I started to feed the old hive that is in one deep.  This hive is starting to draw out comb in the second upper deep so I thought some 2:1 would encourage more  building.

The other "swarm" hive is in a stronger state, brood in both deeps but I must do a mite count/treatment. I spotted a few bees with DWV.  A bit worrying!

Sunday, April 10, 2016

Things are taking off

After a cold early morning it had warmed up sufficiently by 11.00am to take a look inside the hives.

When I arrived at the apiary it was cold and there was little activity.
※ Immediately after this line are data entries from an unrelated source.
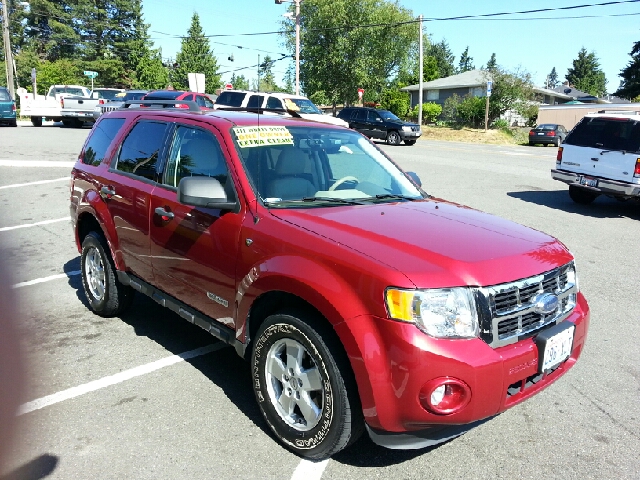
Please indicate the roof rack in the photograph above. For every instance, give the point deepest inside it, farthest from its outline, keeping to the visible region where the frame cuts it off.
(193, 106)
(259, 110)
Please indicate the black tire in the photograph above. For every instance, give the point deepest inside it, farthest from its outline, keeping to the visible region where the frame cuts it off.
(582, 195)
(106, 294)
(303, 396)
(393, 138)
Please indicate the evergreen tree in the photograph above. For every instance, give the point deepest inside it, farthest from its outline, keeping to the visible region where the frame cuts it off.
(552, 79)
(466, 62)
(195, 56)
(586, 74)
(630, 84)
(492, 64)
(444, 58)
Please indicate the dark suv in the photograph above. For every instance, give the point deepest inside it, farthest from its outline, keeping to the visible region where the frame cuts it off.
(380, 124)
(361, 302)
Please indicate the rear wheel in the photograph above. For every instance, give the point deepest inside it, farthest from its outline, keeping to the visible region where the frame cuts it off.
(304, 387)
(393, 138)
(106, 294)
(581, 195)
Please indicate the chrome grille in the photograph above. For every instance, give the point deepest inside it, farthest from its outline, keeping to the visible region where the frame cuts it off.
(508, 312)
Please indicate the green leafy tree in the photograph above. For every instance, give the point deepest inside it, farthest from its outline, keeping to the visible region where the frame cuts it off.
(195, 56)
(466, 62)
(586, 75)
(239, 82)
(444, 58)
(552, 79)
(630, 84)
(492, 64)
(338, 57)
(510, 91)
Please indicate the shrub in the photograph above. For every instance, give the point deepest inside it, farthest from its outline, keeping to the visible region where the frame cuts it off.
(430, 112)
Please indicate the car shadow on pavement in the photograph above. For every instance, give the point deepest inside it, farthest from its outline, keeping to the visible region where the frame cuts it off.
(223, 367)
(602, 207)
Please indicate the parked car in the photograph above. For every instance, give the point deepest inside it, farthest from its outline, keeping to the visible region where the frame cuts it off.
(601, 156)
(361, 302)
(203, 101)
(547, 134)
(304, 107)
(381, 124)
(7, 108)
(118, 101)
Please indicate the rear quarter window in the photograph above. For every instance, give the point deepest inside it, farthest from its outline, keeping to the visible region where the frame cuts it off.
(101, 137)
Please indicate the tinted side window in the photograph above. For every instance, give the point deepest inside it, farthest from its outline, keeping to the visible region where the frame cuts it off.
(140, 150)
(231, 99)
(194, 153)
(100, 139)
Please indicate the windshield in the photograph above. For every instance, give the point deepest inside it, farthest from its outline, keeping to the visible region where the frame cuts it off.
(302, 105)
(387, 115)
(306, 167)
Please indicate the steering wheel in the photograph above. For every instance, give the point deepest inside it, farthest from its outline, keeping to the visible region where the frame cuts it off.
(340, 181)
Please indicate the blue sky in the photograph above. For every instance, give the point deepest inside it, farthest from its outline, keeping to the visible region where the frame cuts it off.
(535, 42)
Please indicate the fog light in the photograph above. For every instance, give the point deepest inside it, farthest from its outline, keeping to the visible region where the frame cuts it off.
(445, 395)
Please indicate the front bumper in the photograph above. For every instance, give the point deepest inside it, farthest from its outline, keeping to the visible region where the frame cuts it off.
(605, 186)
(397, 359)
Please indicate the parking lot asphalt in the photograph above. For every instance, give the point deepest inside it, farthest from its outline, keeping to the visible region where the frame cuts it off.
(148, 395)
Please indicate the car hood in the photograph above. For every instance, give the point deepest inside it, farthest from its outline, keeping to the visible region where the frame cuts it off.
(435, 243)
(330, 119)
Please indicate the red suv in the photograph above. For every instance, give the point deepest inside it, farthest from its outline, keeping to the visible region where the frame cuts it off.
(360, 301)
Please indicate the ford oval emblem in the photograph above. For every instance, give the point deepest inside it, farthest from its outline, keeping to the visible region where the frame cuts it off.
(545, 303)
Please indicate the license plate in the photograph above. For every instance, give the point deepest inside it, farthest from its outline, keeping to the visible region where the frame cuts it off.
(555, 347)
(589, 182)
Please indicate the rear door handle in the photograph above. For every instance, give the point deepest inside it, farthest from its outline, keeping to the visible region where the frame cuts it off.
(107, 192)
(164, 214)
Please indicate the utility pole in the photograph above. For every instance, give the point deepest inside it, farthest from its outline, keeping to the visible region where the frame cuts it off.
(421, 66)
(8, 57)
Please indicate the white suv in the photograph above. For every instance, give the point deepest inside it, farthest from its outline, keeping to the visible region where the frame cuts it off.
(601, 156)
(278, 101)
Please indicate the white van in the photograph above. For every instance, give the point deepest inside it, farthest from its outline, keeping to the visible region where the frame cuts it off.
(601, 156)
(277, 101)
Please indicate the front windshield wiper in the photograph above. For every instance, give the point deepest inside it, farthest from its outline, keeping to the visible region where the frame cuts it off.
(393, 196)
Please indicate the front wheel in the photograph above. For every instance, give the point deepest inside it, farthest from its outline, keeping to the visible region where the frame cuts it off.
(106, 294)
(300, 386)
(581, 195)
(393, 138)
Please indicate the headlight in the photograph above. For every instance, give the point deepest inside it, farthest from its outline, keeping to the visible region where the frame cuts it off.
(441, 313)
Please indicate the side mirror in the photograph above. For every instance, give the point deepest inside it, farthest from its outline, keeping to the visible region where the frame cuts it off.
(206, 192)
(414, 176)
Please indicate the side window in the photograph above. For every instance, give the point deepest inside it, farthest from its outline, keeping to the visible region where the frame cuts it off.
(100, 139)
(140, 150)
(255, 101)
(194, 153)
(274, 102)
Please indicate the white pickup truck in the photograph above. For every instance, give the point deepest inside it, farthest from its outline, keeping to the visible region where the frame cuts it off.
(48, 106)
(601, 156)
(79, 109)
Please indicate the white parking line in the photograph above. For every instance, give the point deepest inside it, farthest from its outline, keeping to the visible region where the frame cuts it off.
(308, 470)
(36, 163)
(115, 379)
(37, 224)
(17, 185)
(47, 279)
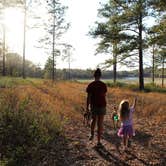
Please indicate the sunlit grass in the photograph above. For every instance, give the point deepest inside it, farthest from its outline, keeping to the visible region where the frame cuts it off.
(46, 107)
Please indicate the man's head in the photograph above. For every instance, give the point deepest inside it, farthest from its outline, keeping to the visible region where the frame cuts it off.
(97, 73)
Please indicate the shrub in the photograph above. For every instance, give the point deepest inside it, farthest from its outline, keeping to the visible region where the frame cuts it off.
(25, 135)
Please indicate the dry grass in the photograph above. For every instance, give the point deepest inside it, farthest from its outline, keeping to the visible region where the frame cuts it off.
(65, 99)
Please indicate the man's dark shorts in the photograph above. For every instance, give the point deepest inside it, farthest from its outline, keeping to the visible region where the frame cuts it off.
(98, 111)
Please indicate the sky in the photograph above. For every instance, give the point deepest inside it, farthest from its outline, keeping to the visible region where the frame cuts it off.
(81, 14)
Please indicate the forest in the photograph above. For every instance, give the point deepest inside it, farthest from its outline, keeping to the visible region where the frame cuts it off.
(42, 107)
(123, 34)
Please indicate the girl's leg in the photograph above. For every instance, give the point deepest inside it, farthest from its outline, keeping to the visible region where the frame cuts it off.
(93, 124)
(100, 127)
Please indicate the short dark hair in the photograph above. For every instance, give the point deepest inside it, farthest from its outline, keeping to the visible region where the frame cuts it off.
(97, 73)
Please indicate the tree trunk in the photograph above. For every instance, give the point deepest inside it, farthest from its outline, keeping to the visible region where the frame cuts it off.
(24, 41)
(114, 62)
(141, 74)
(153, 65)
(4, 50)
(163, 72)
(53, 47)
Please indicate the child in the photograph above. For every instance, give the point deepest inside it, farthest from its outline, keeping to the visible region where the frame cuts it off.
(126, 130)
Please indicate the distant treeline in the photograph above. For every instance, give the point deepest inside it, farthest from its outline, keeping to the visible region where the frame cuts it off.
(14, 68)
(108, 74)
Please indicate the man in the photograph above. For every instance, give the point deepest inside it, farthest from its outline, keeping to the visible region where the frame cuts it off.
(96, 103)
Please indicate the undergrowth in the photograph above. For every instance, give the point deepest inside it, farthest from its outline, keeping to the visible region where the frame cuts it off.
(27, 135)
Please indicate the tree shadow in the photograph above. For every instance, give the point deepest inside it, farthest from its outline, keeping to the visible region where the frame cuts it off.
(142, 138)
(132, 156)
(108, 156)
(114, 139)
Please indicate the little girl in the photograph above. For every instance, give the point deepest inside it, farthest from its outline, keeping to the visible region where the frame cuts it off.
(126, 130)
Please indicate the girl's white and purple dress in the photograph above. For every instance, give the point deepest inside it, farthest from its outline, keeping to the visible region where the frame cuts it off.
(126, 128)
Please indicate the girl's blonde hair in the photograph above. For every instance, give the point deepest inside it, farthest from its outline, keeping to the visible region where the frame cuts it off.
(124, 110)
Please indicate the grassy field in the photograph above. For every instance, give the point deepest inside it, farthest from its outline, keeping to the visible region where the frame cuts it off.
(129, 80)
(41, 124)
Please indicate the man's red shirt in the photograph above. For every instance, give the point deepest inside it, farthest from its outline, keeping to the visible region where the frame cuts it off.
(98, 90)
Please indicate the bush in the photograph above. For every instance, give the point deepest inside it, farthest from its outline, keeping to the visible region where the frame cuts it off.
(26, 136)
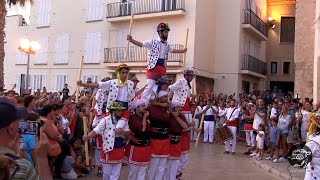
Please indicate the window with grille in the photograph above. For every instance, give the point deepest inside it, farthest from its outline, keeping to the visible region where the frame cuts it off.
(92, 47)
(274, 67)
(44, 13)
(21, 58)
(94, 10)
(41, 57)
(58, 82)
(287, 29)
(286, 67)
(39, 81)
(61, 54)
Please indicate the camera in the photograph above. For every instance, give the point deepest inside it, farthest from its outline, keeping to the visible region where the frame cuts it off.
(29, 127)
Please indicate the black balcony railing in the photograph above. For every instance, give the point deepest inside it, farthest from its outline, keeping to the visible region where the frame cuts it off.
(251, 18)
(253, 64)
(136, 54)
(143, 7)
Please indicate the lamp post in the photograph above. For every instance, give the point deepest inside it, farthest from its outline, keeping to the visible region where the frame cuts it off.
(28, 47)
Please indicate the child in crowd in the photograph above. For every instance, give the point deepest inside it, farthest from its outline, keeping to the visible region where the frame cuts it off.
(260, 141)
(78, 154)
(274, 138)
(65, 163)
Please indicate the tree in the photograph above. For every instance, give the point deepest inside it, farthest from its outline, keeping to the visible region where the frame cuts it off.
(3, 13)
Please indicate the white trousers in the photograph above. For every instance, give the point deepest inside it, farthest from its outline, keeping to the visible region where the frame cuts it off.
(137, 172)
(70, 175)
(183, 162)
(146, 94)
(208, 131)
(156, 168)
(97, 155)
(196, 125)
(250, 138)
(233, 131)
(189, 120)
(171, 169)
(111, 171)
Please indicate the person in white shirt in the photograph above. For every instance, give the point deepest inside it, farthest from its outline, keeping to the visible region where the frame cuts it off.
(157, 57)
(197, 117)
(259, 117)
(209, 120)
(222, 111)
(232, 117)
(260, 141)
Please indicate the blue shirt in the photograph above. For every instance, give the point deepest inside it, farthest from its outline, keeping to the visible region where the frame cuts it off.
(29, 144)
(274, 133)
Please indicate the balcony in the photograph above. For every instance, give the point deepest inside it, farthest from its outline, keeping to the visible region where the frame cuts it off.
(254, 25)
(121, 11)
(137, 56)
(253, 66)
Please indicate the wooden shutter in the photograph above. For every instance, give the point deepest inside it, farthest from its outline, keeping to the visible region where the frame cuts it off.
(94, 10)
(287, 29)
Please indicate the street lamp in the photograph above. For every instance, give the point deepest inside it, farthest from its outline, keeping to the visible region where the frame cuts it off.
(28, 47)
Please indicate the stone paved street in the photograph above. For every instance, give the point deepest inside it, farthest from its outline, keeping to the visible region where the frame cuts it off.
(208, 162)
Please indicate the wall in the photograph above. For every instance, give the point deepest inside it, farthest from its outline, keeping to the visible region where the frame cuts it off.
(304, 47)
(278, 51)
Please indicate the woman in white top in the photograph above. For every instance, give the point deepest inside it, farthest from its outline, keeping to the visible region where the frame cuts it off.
(197, 118)
(222, 111)
(313, 167)
(283, 125)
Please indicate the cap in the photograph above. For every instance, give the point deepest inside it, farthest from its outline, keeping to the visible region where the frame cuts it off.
(134, 79)
(118, 106)
(122, 66)
(174, 104)
(10, 113)
(136, 103)
(162, 93)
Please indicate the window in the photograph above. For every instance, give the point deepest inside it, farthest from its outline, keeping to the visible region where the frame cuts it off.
(44, 12)
(287, 29)
(20, 81)
(41, 57)
(286, 67)
(94, 77)
(58, 82)
(39, 81)
(21, 58)
(92, 47)
(274, 67)
(94, 10)
(61, 49)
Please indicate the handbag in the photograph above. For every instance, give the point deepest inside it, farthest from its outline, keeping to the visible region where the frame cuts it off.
(54, 148)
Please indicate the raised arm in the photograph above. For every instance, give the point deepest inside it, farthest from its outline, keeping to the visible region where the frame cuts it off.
(135, 42)
(90, 85)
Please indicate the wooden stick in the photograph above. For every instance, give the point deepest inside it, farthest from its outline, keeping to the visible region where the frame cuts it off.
(200, 129)
(185, 46)
(91, 113)
(128, 42)
(85, 132)
(79, 78)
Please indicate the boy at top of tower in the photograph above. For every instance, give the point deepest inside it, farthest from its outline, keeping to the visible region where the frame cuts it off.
(158, 50)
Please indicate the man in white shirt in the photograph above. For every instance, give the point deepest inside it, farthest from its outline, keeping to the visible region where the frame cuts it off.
(157, 57)
(232, 117)
(118, 90)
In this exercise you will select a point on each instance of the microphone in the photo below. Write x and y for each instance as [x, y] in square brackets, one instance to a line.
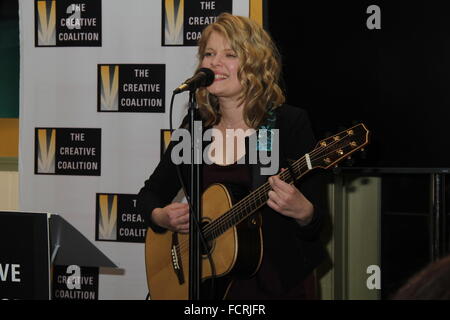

I procrastinated but decided not to open them.  Instead, I sat in the car for an hour listening to the Archers, but that's another story altogether...

By the time that had finished there was a lot of flying activity outside; it had warmed up and the cold wind had abated, bees were bringing in pollen.  So I suited up for a look.

The "United" hive was in great shape.  Lots of brood, eggs and larvae in both deeps. So I think Spring has finally arrived! I kept the super in place as this has some capped honey/sugar syrup in place.

The other older established hive was still only in one deep but there was nevertheless significant brood in it.  This hive is in old equipment and was "listing" badly.  I moved it onto a new stand and baseboard, swapped the old second deep (that contained old drawn comb) with a new deep of undrawn foundation and swapped the old cover for a new one.  The bees seemed pleased!!

Now I need to think about splitting both hives, at least in a month or so; in the meantime I'll need to locate a couple of queens!